Кондопога: возвращение государства

Странная двусмысленность: мы не только научились жить и мыслить в логике катастроф, но отторгаем любой намек на устойчивый социальный порядок. При этом, аккумулируя знаки распада, настойчиво требуем правопорядка. Но как! Как бы подогревая себя - мол, вот-вот, еще чуть-чуть и заклинившие шестеренки социальной машины начнут тупо перемалывать податливый человеческий материал, превращая в труху некогда отлаженный социальный организм.

Ожидание конца стало перманентным. Как-то незаметно умение "истерить по поводу" стало уважаемой и общественно значимой профессией. Вожди возбужденного отребья, ломая через колено правопорядок, стали выезжать спецбригадами в те места, где их никогда раньше не было и куда их никто не звал, и требовать очистить страну от пришельцев. Так они приближают долгожданный конец. На смену гражданственности должно прийти кровное единство, на смену праву - племенная солидарность.

Сегодня они предъявляют нам двойное обвинение: 1) в том, что правопорядок еще существует, но ложный, маскирующий недопорядок и 2) в том, что этот недопорядок никак не кончится. Нам подсовывают вариант самоубийственного исхода: "ни в коем случае не беритесь за реставрацию инфраструктуры правопорядка, приближайте крах гражданственности как таковой". И на то есть основания. Сложился не просто стереотип, а социокультурный комплекс отторжения правопорядка. Он вызрел в неизжитых трагедиях череды социальных катастроф. Его механизмы при запуске будоражат мистифицированное сознание, привыкшее к гротескной ломке незыблемого. А значит, если уж нет пороха на Беслан, то пускай будет хоть Кондопога.

Все было бы "хорошо", но машинка по производству обманок вдруг засбоила. Случилось смещение центра социального конфликта из задника вверх по вертикали. Плохо замаскированное отсутствие правопорядка коснулось норм криминальной самоорганизации общества. Кондопожский криминалитет (и кавказский, и местный) вместо того, чтобы разбираться как положено, т.е. "по понятиям", вывел людей на "площадь". Это стало неожиданностью не только для профессиональных кликуш, но и для власти. Первые восприняли случившееся как долгожданный подарок, верный признак выпадения общества из гражданско-правового состояния, вторые - попросту растерялись.
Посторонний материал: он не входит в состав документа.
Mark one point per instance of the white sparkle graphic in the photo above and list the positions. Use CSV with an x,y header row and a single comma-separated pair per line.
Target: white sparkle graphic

Начальник местных силовиков, не скрывая удивления, рассказывал стране о том, что ему непонятно, почему "бизнес" не сумел разрулить ситуацию.

Если к криминальным разборкам кондопожская администрация была готова во всеоружии, то к тому, что нелегитимные с точки зрения государства элементы предъявят политическое требование "вернуть государство на место", никто не был готов.

В логике разложения, когда государство капитулирует, общество неизбежно апеллирует к криминалитету, который с помощью нелегальных средств организует социальное пространство. В кондопожском ресторане "Чайка" "всё уже случилось" не в тот момент, когда "стали бить", а в тот, когда бармен вызвал бандитов вместо милиции - зная, что "эти" точно разберутся, а "те" - нет. А "местные", в свою очередь, восприняли это абсолютно в той же логике, "приняв бой" и сожалея первоначально лишь об отсутствии необходимых средств самообороны в нужный момент.

Если бы этот криминализованный социум не предъявил политических требований, локальная разборка не стала бы событием, даже если охотники за чеченцами снесли бы полгорода. Но требование правопорядка, признание бессилия криминальной самоорганизации, иначе говоря, запрос на государство, впервые поставил под сомнение логику распада.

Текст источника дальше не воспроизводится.